Julio López desapareció dos veces: En 1977 hasta mediados de 1979, y en el año 2006, hasta entonces se desconoce su paradero. 



En diálogo con Guadalupe Godoy, una de las abogadas de la querella de Julio López en el primer juicio y abogada de organismos de Derechos Humanos en la investigación por su segunda desaparición. 


EPD: A catorce años de la desaparición de Julio, ¿Por qué aún no se sabe de su paradero? ¿Qué factores influyeron para obstruir el conocimiento de la verdad? 
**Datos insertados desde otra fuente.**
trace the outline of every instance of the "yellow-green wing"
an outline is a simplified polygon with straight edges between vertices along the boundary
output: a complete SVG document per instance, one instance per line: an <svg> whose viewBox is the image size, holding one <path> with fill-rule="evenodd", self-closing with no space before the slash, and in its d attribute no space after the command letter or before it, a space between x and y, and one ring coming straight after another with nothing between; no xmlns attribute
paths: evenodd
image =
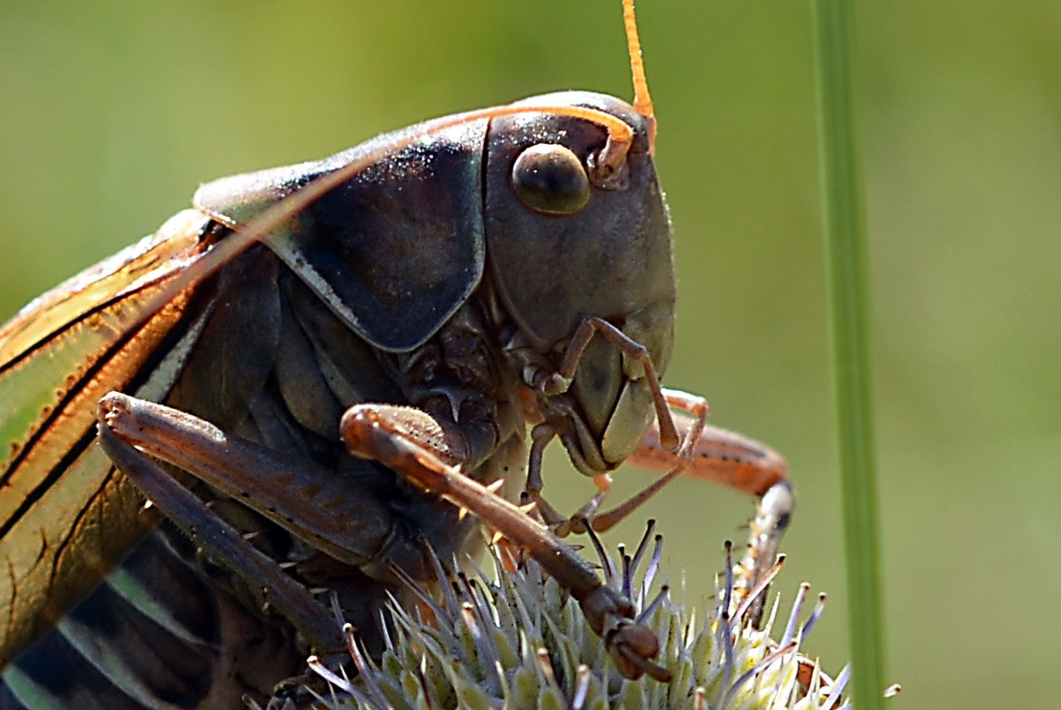
<svg viewBox="0 0 1061 710"><path fill-rule="evenodd" d="M168 284L203 255L207 220L177 214L0 329L0 667L153 522L95 442L95 404L172 386L196 318L194 289Z"/></svg>

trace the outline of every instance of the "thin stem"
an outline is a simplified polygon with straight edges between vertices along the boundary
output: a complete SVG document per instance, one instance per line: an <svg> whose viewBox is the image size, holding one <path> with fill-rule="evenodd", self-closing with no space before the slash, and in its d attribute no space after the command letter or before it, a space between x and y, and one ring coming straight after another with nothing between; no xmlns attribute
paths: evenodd
<svg viewBox="0 0 1061 710"><path fill-rule="evenodd" d="M830 336L845 507L854 697L880 707L884 628L862 184L851 89L851 2L813 0Z"/></svg>

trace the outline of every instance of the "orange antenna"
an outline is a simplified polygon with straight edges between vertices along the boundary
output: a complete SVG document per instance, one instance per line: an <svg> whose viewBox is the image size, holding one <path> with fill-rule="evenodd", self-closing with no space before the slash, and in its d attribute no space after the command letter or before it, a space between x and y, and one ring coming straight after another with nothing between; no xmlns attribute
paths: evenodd
<svg viewBox="0 0 1061 710"><path fill-rule="evenodd" d="M656 114L653 99L648 95L645 63L641 58L641 39L638 38L638 19L633 14L633 0L623 0L623 23L626 25L626 48L630 52L630 73L633 74L633 108L645 118L648 125L648 150L656 154Z"/></svg>

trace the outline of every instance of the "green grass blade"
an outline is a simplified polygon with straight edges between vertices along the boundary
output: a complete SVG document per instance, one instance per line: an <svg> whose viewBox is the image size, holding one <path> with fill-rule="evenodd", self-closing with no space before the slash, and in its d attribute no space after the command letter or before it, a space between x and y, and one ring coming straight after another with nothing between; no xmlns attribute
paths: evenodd
<svg viewBox="0 0 1061 710"><path fill-rule="evenodd" d="M851 2L814 0L833 381L845 507L854 698L881 705L884 628L873 455L866 236L851 89Z"/></svg>

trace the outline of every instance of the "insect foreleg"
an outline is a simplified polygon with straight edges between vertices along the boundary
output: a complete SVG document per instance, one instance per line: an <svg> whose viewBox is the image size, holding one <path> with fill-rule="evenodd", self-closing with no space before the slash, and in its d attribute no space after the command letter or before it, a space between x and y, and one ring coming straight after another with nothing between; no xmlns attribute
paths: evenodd
<svg viewBox="0 0 1061 710"><path fill-rule="evenodd" d="M624 676L639 678L648 674L657 680L669 680L666 669L649 660L659 653L659 640L654 632L633 621L633 604L620 591L602 584L589 563L526 511L468 478L424 446L411 430L433 428L427 413L410 408L401 412L401 416L390 418L386 409L353 407L343 416L343 440L353 452L379 461L424 491L473 513L526 549L571 590ZM423 422L411 424L415 419Z"/></svg>

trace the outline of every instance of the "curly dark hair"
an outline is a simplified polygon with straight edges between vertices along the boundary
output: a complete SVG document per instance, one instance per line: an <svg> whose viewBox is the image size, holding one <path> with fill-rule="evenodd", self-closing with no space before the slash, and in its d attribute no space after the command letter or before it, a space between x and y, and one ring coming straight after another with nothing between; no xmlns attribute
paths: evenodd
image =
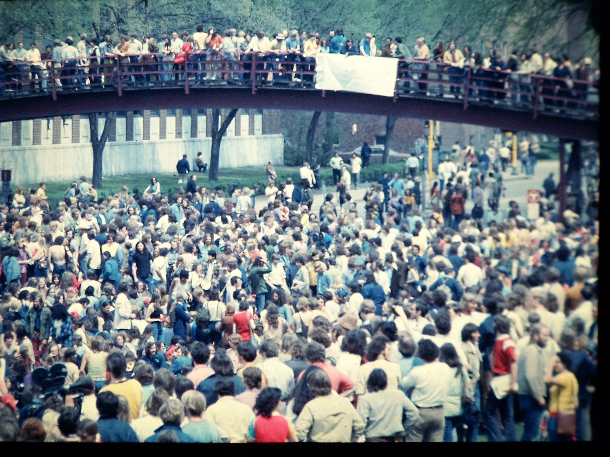
<svg viewBox="0 0 610 457"><path fill-rule="evenodd" d="M278 406L282 398L282 391L276 387L266 387L260 391L256 402L254 411L264 417L271 417L273 410Z"/></svg>
<svg viewBox="0 0 610 457"><path fill-rule="evenodd" d="M271 328L278 328L279 326L279 311L278 306L273 303L269 303L267 307L267 321Z"/></svg>
<svg viewBox="0 0 610 457"><path fill-rule="evenodd" d="M361 330L350 330L343 337L341 342L341 350L350 354L364 356L367 350L367 335Z"/></svg>

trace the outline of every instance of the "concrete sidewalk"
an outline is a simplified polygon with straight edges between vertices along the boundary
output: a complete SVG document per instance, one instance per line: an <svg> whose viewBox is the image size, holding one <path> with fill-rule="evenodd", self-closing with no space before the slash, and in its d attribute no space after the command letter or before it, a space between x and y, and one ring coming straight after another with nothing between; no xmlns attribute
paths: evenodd
<svg viewBox="0 0 610 457"><path fill-rule="evenodd" d="M538 162L536 168L536 173L533 175L527 176L523 174L514 175L511 174L512 169L510 168L507 171L502 174L504 180L504 187L506 188L506 196L500 198L500 209L506 210L508 208L508 203L511 200L517 202L522 211L526 209L527 204L527 191L528 189L538 189L542 190L542 182L548 176L549 173L553 172L557 183L557 179L559 176L559 162L554 160L544 160ZM325 185L323 183L322 188L320 190L314 190L314 204L312 205L312 211L316 215L320 213L320 208L324 203L324 198L328 193L332 193L334 196L332 202L336 206L339 206L339 193L337 192L337 188L334 185ZM364 194L368 188L373 183L360 183L358 188L354 190L352 188L350 191L352 201L356 204L356 209L358 214L364 217ZM428 187L428 186L426 186ZM426 196L429 195L429 188L428 189ZM323 190L325 191L323 192ZM264 207L267 205L267 197L265 196L257 196L256 209L257 213ZM426 205L428 205L426 199ZM466 201L467 211L471 211L473 207L472 200L468 199ZM429 211L429 208L426 208L426 213Z"/></svg>

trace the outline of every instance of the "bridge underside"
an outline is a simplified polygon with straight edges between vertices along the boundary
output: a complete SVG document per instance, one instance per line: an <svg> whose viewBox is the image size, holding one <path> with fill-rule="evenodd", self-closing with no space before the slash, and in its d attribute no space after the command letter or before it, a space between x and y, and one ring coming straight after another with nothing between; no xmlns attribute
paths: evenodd
<svg viewBox="0 0 610 457"><path fill-rule="evenodd" d="M470 103L466 110L462 102L453 99L400 96L389 97L347 92L290 90L274 87L193 88L185 94L181 88L124 90L116 92L82 91L59 94L53 101L49 96L0 101L0 121L92 112L171 108L251 108L361 113L382 116L432 119L471 124L517 132L531 132L560 138L590 141L598 140L596 121L575 119L539 113L500 108L493 104Z"/></svg>

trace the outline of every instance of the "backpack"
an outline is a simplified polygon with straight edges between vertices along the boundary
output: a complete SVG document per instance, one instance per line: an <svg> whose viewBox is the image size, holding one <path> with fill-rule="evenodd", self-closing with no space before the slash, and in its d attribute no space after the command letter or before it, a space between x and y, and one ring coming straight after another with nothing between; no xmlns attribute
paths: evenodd
<svg viewBox="0 0 610 457"><path fill-rule="evenodd" d="M326 247L326 241L324 239L324 235L320 232L314 232L310 235L312 241L315 244L317 249L324 249Z"/></svg>
<svg viewBox="0 0 610 457"><path fill-rule="evenodd" d="M195 321L198 325L202 327L206 327L210 322L211 317L210 310L207 309L207 307L202 306L197 310L197 314L195 316Z"/></svg>
<svg viewBox="0 0 610 457"><path fill-rule="evenodd" d="M445 292L445 294L447 296L448 300L451 300L451 297L453 296L453 292L449 288L449 286L448 286L445 283L445 281L447 281L448 278L448 276L445 277L445 278L442 278L440 279L440 285L436 288L436 290Z"/></svg>
<svg viewBox="0 0 610 457"><path fill-rule="evenodd" d="M464 197L459 194L453 194L450 202L451 214L461 214L464 212L463 204Z"/></svg>

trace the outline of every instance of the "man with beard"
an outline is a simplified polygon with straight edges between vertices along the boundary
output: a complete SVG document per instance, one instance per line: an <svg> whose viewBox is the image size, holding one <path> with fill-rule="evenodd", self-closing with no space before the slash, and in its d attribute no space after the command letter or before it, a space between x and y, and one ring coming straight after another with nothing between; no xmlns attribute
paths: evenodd
<svg viewBox="0 0 610 457"><path fill-rule="evenodd" d="M548 327L541 324L532 326L529 344L519 355L517 361L517 383L519 407L523 414L522 441L533 441L538 434L538 426L544 412L546 385L543 381L545 363L542 348L550 336Z"/></svg>

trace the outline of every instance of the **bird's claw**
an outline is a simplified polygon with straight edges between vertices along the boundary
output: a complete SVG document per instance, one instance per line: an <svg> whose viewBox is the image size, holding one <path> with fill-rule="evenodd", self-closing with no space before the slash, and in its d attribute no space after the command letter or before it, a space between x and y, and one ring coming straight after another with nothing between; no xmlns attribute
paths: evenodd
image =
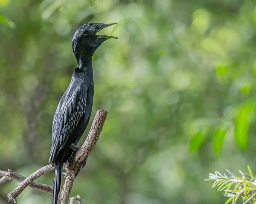
<svg viewBox="0 0 256 204"><path fill-rule="evenodd" d="M71 143L71 144L70 144L70 149L71 149L73 152L76 152L79 149L79 148L73 143Z"/></svg>

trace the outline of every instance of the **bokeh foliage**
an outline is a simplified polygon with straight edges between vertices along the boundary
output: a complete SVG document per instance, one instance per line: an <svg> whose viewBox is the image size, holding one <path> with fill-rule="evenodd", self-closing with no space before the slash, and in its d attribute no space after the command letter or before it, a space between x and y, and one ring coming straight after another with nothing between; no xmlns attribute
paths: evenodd
<svg viewBox="0 0 256 204"><path fill-rule="evenodd" d="M90 21L117 22L101 33L119 39L93 58L93 115L109 114L71 195L224 203L208 173L256 169L254 0L0 0L0 169L28 175L47 164L53 115L76 66L72 38ZM18 199L51 196L28 189Z"/></svg>

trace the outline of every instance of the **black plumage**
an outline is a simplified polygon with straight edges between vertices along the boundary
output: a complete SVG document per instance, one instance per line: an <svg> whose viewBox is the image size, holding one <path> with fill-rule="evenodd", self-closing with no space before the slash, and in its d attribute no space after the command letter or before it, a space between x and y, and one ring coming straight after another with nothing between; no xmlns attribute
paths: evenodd
<svg viewBox="0 0 256 204"><path fill-rule="evenodd" d="M86 23L76 31L73 37L72 47L78 66L57 108L52 124L49 163L55 166L53 204L58 201L63 164L72 154L70 145L77 144L90 117L94 93L93 55L104 41L117 38L96 33L116 24Z"/></svg>

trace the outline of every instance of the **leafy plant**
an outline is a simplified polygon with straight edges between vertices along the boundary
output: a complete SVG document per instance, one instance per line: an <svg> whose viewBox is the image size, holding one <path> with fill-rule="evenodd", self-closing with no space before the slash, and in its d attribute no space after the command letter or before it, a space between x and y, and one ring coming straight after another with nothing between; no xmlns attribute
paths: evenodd
<svg viewBox="0 0 256 204"><path fill-rule="evenodd" d="M226 170L228 176L216 171L215 174L209 173L209 178L205 181L214 181L212 187L218 187L218 191L224 192L224 195L229 198L225 204L231 201L232 204L235 204L239 197L242 198L243 204L255 204L256 177L249 166L247 168L249 173L239 171L241 177L237 176L229 170Z"/></svg>

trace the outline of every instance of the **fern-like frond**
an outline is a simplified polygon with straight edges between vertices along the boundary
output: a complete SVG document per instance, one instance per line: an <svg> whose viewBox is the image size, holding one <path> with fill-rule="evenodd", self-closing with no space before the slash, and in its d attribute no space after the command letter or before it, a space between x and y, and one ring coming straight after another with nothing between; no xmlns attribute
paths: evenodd
<svg viewBox="0 0 256 204"><path fill-rule="evenodd" d="M217 187L218 191L224 192L224 195L229 198L225 204L232 201L236 204L239 198L242 199L244 204L256 204L256 181L255 176L249 166L249 173L239 171L241 176L237 176L228 170L227 174L222 174L218 171L209 173L209 178L205 181L214 181L212 187Z"/></svg>

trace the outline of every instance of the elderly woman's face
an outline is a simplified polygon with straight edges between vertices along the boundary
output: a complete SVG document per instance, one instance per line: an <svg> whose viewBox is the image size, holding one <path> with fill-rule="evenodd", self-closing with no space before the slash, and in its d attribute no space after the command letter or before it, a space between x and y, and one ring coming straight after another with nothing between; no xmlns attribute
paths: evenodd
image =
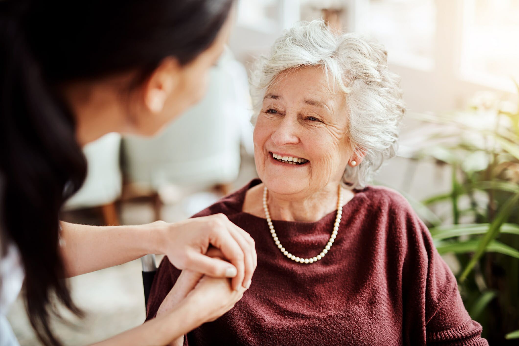
<svg viewBox="0 0 519 346"><path fill-rule="evenodd" d="M265 94L254 128L260 178L281 194L336 188L352 150L343 99L319 67L279 75Z"/></svg>

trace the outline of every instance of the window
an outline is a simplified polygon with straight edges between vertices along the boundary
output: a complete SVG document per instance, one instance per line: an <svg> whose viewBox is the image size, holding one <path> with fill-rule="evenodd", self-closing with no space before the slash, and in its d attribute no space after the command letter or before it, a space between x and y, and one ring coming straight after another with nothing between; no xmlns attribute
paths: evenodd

GG: Hay varios factores para analizar la desaparición de Jorge Julio López: Lo primero a analizar es el contexto en el que se dió, porque se hizo casi intolerable la idea de una desaparición ya que implicaba, creo, asumir realmente que había sectores que aún tenían la capacidad de intentar acciones para evitar la continuidad de los juicios por delitos de lesa humanidad. 

No olvidemos que se da en ese contexto, en el de la sentencia de lo que fue el primer juicio, el juicio por delitos de lesa humanidad desde la reapertura de las causas, una vez que se había obtenido la nulidad de las leyes de impunidad. Por otro lado, sucede un momento donde la policía de la provincia de Buenos Aires estaba siendo sometida a un intento de democratización. Y después lo que tiene que ver con las incapacidades para investigar de todas las fuerzas. Y del Poder Judicial en la Argentina, que tiene dificultades enormes para afrontar cualquier investigación de delito complejo 


EPD: En la Argentina, que tiene una historia trazada por estos crímenes… 

GG: Hay que analizar también cómo influyen estos casos en un país como el nuestro, que sufrió un plan sistemático de exterminio, cuya metodología justamente fue la tortura y la desaparición forzada de personas. ¿Qué se activa en el imaginario social cuando sucede una desaparición? Porque pienso que en todos los casos resonantes, como el platense Miguel Bru, en Jorge Julio Lopez; en Santiago Maldonado o recientemente en Facundo Astudillo Castro. Otra cuestión que se cruza no es siempre la mecánica de las fuerzas de seguridad, que es la investigación sobre la víctima, el entorno, la familia, la puesta en sospecha, la puesta en duda, las ideas, las hipótesis más alocadas siempre. Y después, bueno, las grandes deficiencias investigativas de fuerzas de seguridad que no están preparadas para ello.


EPD: ¿En qué instancia está la causa? 

GG: En un primer momento, tuvimos enormes resistencias para aceptar que no estábamos frente a una persona perdida, sino que había que investigarlo en ese contexto de los juicios de lesa humanidad. Ahí se perdió mucho tiempo, los primeros tres meses. Después perdimos un año y medio más hasta que logramos que se apartara a la policía de la provincia de Buenos Aires, porque pensábamos que había sectores que tenían que ver o que por lo menos tenían interés en saber qué sucedía. Después nos enteramos que varios de los que estaban ahí eran parte de la dirección de inteligencia, por ejemplo, de la policía durante la dictadura. Esas dificultades tuvimos que afrontar, hasta que finalmente llegamos a esta situación: 14 años después hay pocos elementos para pensar que está cercana la imputación a algún responsable.


EPD: ¿Hubo algún cambio en la protección estatal de testigos en juicios de lesa humanidad a partir de la desaparición de Julio? ¿Cuál?

GG: A partir de la desaparición de López se abrieron otros mecanismos dentro de los juicios, no olvidemos que el juicio contra Etchecolatz fue el primero, y ahí no había dispositivos ni de acompañamiento de testigos ni protección. Bueno, tenía una lógica, era el primero. Y por otro lado, tampoco el movimiento de derechos humanos, los sobrevivientes y demás tenían mucha confianza en las construcciones estatales. A partir de la desaparición de López se gestaron programas. Yo rescato fundamentalmente a aquellos que tenían que ver con analizar factores de riesgo, que eran justamente qué sectores se querían oponer o podían impedir la continuidad de los juicios. En el caso de los organismos con los cuales conformábamos querellas en los juicios de lesa humanidad, la postura era no tanto la idea de las custodias o de los cuidados a las personas, porque justamente como se trató de un genocidio, la masividad de lo que sucedió impide pensar que haya un testigo clave o alguien a quien hay que atender especialmente, por el contrario, lo que le pedíamos al Poder Judicial era vigilen a aquellos que no quieren que el juicio sea.